Beşiktaş maça hızlı/etkili/baskılı başladı ama; Kayseri’ye karşı bol pozisyonlu, bereketli bir oyun kurgusu içinde değildi. Ancak takım birbiriyle uyumlu bir bütünlük gösteriyordu. İşler kontrolü bir şekilde ve sorunsuz giderken, Kayserispor bir anda vites yükseltti. Çok tehlikeli sokuluşlara başladı. O kadar ki; Fabri Laval’ın çok sert bir şutunu güçlükle önledi. Atiba çizgi üstünden top çıkardı.
Bu şok gelişme; Beşiktaş’ın planlı/ projeli/hesaplı oyun kurgusunu dağıttı. Rakibinin dişlerini fena halde göstermesinden ürktü demeyelim ama, Beşiktaş’ı tedirgin etti. Çünkü sonraki ataklarına biraz telaş karışır oldu.

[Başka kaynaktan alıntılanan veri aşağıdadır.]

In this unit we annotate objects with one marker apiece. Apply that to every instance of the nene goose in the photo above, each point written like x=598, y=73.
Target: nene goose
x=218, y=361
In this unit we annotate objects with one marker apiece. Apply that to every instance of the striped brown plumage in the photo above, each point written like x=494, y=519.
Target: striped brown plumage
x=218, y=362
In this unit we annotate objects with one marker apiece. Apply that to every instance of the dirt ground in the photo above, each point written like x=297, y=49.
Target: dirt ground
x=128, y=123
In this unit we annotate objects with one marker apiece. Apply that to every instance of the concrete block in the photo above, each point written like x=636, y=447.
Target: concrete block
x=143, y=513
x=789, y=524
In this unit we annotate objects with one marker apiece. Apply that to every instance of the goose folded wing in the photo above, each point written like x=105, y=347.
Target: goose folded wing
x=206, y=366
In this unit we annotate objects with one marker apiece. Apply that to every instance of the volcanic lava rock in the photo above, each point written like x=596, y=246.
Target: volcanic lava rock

Belki de bu yüzden, şut oranı düştü. Talisca ve Aboubakar’ın iki denemesi dışında, gol beklenecek girişim olamadı. Baskı vardı, atak yoktu... Atak olduğunda, pozisyon yoktu...

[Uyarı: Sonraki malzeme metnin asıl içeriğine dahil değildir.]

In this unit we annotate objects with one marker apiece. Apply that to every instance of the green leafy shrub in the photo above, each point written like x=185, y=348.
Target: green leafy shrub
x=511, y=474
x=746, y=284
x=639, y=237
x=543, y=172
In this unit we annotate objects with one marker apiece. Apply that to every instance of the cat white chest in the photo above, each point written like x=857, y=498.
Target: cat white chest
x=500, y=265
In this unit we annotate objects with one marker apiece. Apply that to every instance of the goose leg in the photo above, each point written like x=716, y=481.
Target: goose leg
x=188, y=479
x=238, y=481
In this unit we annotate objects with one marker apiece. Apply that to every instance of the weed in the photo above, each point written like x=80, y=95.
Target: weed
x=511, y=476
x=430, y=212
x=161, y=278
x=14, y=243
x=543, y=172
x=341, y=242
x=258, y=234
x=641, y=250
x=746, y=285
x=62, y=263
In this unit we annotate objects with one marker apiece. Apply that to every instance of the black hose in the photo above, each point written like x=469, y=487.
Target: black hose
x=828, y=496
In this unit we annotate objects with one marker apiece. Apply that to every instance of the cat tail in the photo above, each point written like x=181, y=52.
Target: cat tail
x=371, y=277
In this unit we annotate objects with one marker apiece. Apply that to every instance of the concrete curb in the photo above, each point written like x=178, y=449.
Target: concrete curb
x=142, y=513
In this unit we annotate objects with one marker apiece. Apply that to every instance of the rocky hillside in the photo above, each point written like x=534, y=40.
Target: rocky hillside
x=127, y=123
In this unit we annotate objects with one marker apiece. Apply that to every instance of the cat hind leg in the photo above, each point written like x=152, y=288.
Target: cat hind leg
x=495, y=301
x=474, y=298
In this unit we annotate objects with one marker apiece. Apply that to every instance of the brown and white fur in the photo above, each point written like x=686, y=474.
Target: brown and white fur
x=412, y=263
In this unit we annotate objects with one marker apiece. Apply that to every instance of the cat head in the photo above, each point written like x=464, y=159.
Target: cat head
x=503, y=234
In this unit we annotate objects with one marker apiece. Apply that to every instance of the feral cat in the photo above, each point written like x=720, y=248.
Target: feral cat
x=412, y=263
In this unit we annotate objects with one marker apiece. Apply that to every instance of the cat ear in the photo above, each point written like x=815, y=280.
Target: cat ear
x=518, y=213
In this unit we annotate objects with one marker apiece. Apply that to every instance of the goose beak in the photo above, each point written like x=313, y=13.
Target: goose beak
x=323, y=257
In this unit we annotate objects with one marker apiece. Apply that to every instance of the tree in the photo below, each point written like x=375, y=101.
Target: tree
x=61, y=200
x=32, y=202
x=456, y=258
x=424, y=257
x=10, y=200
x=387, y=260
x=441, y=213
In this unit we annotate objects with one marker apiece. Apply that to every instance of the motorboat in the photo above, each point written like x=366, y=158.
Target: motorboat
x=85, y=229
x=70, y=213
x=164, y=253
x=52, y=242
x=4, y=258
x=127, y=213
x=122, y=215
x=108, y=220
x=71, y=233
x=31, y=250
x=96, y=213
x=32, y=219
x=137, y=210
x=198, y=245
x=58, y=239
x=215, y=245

Çünkü Kayserispor, rakibinin etki alanlarını iyi denetledi.
***
Beşiktaş bu haliyle gene de kötü sayılmazdı ama, kendi çiftliğinde öten horoz gibi değildi. Rakibiyle başı beladaydı...
İkinci yarı, “Bu böyle sürmez” diklenişinin verimli sonuçlarına tanık olmaya başladı. Hırs/ tempo/azim yükselişi golle de ödüllendirildi ama, Kayserispor rakibinin verdiği gözdağına pabuç bırakmayacağını hissettiriyordu. Ama Marcelo’nun sakatlanıp, savunma sigortasının atmasına yolaçan çıkışı; hayra alamet değildi. Zaten çok geçmeden gol yediler.
Aslında oyun, seyredenlere damakta tad bırakan futbol ziyafeti yerine geçti. Heyecan göstergesi tavan yaptı. Maç level atladı.
Beşiktaş’ın yediği goller, futbolun cilvesinde yeralıyor. Bunlar oluyor, olacak. Hesap sorulması gerektiğine inanmıyorum.